Legal provision for Protection of transgender from sexual assault
The issue before the Supreme Court is that penal provisions that make a person liable for sexual crimes or assault or harassment does not include transgender as victims in that category. No provision has been made to protect transgenders against sex crimes.
Plea raised for penal laws to protect transgender from sexual assault
Plea has been raised before the Supreme Court of India that there are no penal provisions in cases of sexual assault against transgenders. It is stated that although transgender people are declared as ‘third gender’ yet no law has been enacted to protect them against sexual assault.
Neither IPC nor any other criminal law provides offences against transgender, transsexuals etc. Constitutional validity of certain clauses of Section 354A is also challenged that it excludes transgender victims of sexual harassment.
The apex court has asked the government to respond to the plea so as to ensure equal protection.
Laws supporting transgender
Articles 14, 15, 16, 19, 21 of the Indian Constitution provides equal treatment and rights against discrimination on grounds of race, caste, religion, community, gender etc. Article 21 protects rights to life and liberty and provides right to live with dignity to every person irrespective of their gender.
Transgender Persons (Protection of Rights) Act, 2019 prohibits any kind of discrimination based on sexual orientation and gender identity.
The Transgender Persons (Protection of Rights) Rules, 2020 protects rights of transgender people by granting them recognition and making provisions for their welfare. It provides for issuing identity certificate to transgender persons, provides for equal opportunities in employment, safe working environment and that there must not be any kind of discrimination in employment matters.
Whether penal provisions under IPC applies to transgender victims
Section 8 of IPC, provides definition of gender as- “the pronoun he and it’s derivative are used of any person whether male or female” Thus, it does not include, transgender persons.
Similarly Section 10 provides that, ‘man’ denotes a male human being of any age; ‘woman’ denotes a female human being of any age.
This makes it clear that the penal provisions under IPC do not protect the interest of transgender.
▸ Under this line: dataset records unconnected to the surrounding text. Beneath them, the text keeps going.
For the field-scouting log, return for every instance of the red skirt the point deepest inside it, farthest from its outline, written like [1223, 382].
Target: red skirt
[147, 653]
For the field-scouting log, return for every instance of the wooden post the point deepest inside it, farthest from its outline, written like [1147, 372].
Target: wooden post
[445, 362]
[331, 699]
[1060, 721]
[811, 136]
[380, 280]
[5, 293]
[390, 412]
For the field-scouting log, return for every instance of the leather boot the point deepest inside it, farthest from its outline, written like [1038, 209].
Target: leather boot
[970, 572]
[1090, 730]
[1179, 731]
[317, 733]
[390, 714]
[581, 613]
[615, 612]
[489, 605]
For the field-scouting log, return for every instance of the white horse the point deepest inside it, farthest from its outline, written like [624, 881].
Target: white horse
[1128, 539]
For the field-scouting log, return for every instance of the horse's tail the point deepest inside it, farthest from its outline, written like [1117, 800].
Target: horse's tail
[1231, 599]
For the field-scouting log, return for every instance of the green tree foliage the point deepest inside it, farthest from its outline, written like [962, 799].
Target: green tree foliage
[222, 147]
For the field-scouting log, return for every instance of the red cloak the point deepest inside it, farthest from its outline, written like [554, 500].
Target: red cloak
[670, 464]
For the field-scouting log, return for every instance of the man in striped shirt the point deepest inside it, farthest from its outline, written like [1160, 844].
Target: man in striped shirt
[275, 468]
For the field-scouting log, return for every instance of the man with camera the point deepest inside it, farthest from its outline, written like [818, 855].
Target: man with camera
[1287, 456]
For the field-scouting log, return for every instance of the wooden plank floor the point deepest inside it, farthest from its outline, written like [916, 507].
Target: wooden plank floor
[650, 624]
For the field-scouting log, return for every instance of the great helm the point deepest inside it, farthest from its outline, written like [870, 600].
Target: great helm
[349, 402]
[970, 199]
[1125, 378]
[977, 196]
The same thing applies to other legislation too.
Important judgments on transgender
Naz Foundation v. Government of NCT Delhi, known as Naz judgment declared Section 377 of IPC as unconstitutional stating it to be violative of Article 14, 15 and 16 of the Constitution.
KS Puttaswamy v. Union of India- Right to privacy was declared as fundamental right and integral part of Article 21 and it was extended to every individual irrespective of their gender and sex thus including LGBTQ also.
NALSA v. Union of India- The Supreme Court declared transgender individuals as ‘third gender’ under the Indian Constitution.
In Navtej Singh Johar v. Union of India, Section 377 of IPC, decriminalized consensual sexual acts if persons are above 18 years of age and competent to give their consent.
Arun Kumar v. Inspector General of Registration, Tamil Nadu- In this case, the Madras High Court held that under Hindu Marriage Act, bride includes trans women also.